As you quoted me perhaps you should re-read my post, absorb some of the information, and post back here - I think by my comments, which others seem to agree with, you could see what you're doing is detracting from a good customer experience and better yourselves to make it a better environment for visitors/potential paying customers.

I didn't realise that posting the company name was inappropriate, so I apologise for that.

I noticed that you're the official dealer for a certain vivarium maker, which according to information on the internet tells me is located in the street behind your shop - That sounds pretty good and it always helps to support local businesses.



cornmorphs said:


> 2pac? welcome back :whistling2:


Your reply seems to imply that this is a know person/IP - Correct?


----------



## Snakes r grreat (Aug 21, 2006)

Dork Knight said:


> Your reply seems to imply that this is a know person/IP - Correct?


I think nige was making a joke - about the singer 2pac! : victory:


----------



## Dork Knight (Mar 10, 2008)

Whoops, totally thinking in the wrong direction there.

Cheers


----------



## ingwerules (Jan 22, 2008)

as people are mentioning several different shops i'd like to pass coment if thats ok.
im from cardiff but now live in swansea so know all these shops(and more)
in my previous experience whenever ive visited these shops i've never found a problem! not saying there isnt, just my opinion. everybody can criticise somebody in this game. all the shops have always offered good honest advice when asked(even if advice wasnt needed) in all fairness the people working in porthcawl werent at all knowledgable but later in conversation was told they were minding the shop as the owner was out on buiness.
there is a store in penllergaer,swansea, which sells all sorts of pet foods but do some reptiles and livefood,ive found that if a certain member of staff is not there that the shop is crap, the member of staff is Tim, so if your passing and want anything go in and ask for him. hes very helpful and quite knowledged. 
please only bring these people down if there is good reason as they are there trying to make a living. however if you do have a problem have the balls to say it to their face b4 posting it behind their backs: victory:


----------



## Dork Knight (Mar 10, 2008)

Personally I have no problem voicing my opinion and this is one place where you can do this, everyone is entitled to their opinion and can voice their views.

First appearances and staff attitudes make a lasting impression, the impression given to me was not good and of course, that’s my opinion – Therefore this is one of the stores with which I’ll choose to avoid and that I did not feel comfortable in.

I still don't know why photographs were not allowed, perhaps its store policy, but it was not explained in this fashion.

I also wonder why extra bright viewing bulbs were being sold for use with nocturnal reptiles.

They’re just another two things that I noticed which put me off using the store.



If you and others have a pleasant experience then so be it, this was not the case for me.

Perhaps it may be better if this thread were locked or deleted if the thread starts to deteriorate.


----------



## 2pac (Jan 29, 2008)

underdog said:


> And the Tree dwelling iguanas are stuck the cage floors with no furniture because?
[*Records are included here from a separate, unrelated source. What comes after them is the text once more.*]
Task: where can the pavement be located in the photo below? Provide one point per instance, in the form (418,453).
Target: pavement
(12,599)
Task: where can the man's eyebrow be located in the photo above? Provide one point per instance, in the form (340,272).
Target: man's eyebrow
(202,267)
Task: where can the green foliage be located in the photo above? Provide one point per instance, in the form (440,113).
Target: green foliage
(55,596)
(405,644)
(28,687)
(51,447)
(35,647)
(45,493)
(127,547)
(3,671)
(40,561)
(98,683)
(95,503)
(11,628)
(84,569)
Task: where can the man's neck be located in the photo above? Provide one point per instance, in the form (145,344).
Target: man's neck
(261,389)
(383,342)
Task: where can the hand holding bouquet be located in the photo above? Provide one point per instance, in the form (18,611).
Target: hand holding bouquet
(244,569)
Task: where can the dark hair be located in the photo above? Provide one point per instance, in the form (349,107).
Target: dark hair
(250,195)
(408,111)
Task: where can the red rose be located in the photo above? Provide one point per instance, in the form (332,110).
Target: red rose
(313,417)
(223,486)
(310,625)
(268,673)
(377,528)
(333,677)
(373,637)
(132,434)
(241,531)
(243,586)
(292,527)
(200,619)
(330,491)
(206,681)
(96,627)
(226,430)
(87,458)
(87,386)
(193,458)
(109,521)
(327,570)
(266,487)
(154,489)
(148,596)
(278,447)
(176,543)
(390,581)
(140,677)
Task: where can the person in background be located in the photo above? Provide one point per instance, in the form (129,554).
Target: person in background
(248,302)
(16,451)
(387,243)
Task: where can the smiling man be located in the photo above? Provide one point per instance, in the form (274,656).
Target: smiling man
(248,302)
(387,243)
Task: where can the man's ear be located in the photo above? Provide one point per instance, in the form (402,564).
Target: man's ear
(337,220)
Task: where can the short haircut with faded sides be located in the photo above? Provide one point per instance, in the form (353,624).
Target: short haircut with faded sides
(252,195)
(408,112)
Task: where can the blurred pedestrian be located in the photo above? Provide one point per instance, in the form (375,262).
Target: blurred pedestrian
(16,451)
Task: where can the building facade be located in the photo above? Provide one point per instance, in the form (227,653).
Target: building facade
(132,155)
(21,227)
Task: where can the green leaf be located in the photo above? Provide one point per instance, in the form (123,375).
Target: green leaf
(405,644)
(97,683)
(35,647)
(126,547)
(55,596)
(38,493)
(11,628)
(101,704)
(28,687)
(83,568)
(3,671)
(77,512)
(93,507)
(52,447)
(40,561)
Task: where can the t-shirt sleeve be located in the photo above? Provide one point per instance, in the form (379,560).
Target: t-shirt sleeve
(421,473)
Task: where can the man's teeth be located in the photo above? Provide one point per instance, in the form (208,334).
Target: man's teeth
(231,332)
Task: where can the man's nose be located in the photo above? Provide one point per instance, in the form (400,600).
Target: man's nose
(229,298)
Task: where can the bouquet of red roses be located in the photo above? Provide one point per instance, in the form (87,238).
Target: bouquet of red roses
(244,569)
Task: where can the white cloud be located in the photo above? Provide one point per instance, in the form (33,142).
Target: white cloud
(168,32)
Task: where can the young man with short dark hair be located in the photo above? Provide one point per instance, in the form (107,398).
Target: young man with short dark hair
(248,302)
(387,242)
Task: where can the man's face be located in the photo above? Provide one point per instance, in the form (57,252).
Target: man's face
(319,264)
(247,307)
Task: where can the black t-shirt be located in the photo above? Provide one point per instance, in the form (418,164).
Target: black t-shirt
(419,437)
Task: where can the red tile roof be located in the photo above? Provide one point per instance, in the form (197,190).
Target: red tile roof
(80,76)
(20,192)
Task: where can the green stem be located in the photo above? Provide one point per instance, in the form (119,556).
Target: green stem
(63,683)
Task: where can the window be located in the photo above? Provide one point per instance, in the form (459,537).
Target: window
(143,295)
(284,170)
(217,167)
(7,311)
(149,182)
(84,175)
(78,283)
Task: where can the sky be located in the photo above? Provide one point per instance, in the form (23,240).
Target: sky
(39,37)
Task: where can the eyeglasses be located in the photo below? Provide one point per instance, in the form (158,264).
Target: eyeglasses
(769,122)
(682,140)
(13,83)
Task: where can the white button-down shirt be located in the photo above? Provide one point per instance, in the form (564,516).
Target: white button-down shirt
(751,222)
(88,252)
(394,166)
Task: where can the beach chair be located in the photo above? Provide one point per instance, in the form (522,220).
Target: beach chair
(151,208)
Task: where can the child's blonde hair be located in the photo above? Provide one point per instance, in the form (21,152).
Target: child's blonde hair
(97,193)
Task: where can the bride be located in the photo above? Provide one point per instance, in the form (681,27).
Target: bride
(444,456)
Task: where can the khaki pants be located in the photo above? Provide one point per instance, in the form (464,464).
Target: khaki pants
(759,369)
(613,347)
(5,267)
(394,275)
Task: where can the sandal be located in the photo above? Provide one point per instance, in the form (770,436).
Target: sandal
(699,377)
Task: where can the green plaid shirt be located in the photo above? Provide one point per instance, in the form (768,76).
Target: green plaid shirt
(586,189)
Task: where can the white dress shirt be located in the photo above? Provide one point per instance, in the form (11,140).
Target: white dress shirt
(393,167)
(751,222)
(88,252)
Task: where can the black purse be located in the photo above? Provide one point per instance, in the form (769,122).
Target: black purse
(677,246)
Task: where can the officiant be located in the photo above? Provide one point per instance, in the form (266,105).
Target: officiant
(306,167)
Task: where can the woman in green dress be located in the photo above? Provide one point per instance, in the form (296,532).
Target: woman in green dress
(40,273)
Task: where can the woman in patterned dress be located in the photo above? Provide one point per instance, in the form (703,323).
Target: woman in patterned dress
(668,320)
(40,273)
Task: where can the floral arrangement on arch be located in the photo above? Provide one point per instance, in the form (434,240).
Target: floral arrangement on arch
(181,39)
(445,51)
I said the, what I thought, was a bosc of some kind had a UV light, I did say that but it was still stuck in a dark cage with nothing else in it at the end of of a passage yes?
> 
> When did you seperate the dragons? Because I was in there a few days back and they were together, in the window. How come all the cages were dry? No sign of misting at all?
> 
> I was asking advice from people here if they thought what I seen was bad, nothing more, although your attitude does little to convince me I was wrong to be honest.


hi mate im not trying to be funny its just the iggy's were in very reciently and only in the temp cages until a descision was made what to do with them (now placed in the large corner viv ) and the two female's were removed from the male and placed in there temp viv (together ) as the male was a bit too frisky with BOTH of them (he is the large male in the corner viv ) her wound was new at the time obviously and is now healing (after she was imediately removed ) .The tegu's tank has u.v a red bulb for night and a spot bulb and the uv in the day, her substrate was pushed all to one side if you looked into the 6ft viv as she had been searching for food as allway's she is very greedy as you abvoiusly saw from her size and regarding the smell all reptile shop's have a smell but i personally dont think our's stink's as i take pride in the shop's apperance and reputation i welcome anyone who wishes to come and see the shop for themselves .


----------



## gumble (Apr 27, 2008)

i,ve also had a bad experience with a shop in cardiff sold me a bd i had to have put to sleep it was so ill, when i rang them just refused to take any responsibility, never shop there again,


----------



## Jadeypop (Apr 4, 2008)

there was a shop i went in in bourmouth when i was looking for female cwd. it was terrible i was almost sick1 there was tortoises in tiny boxes! there was even lizards in chienese take-away boxes! thats just horrid! i hated it!


----------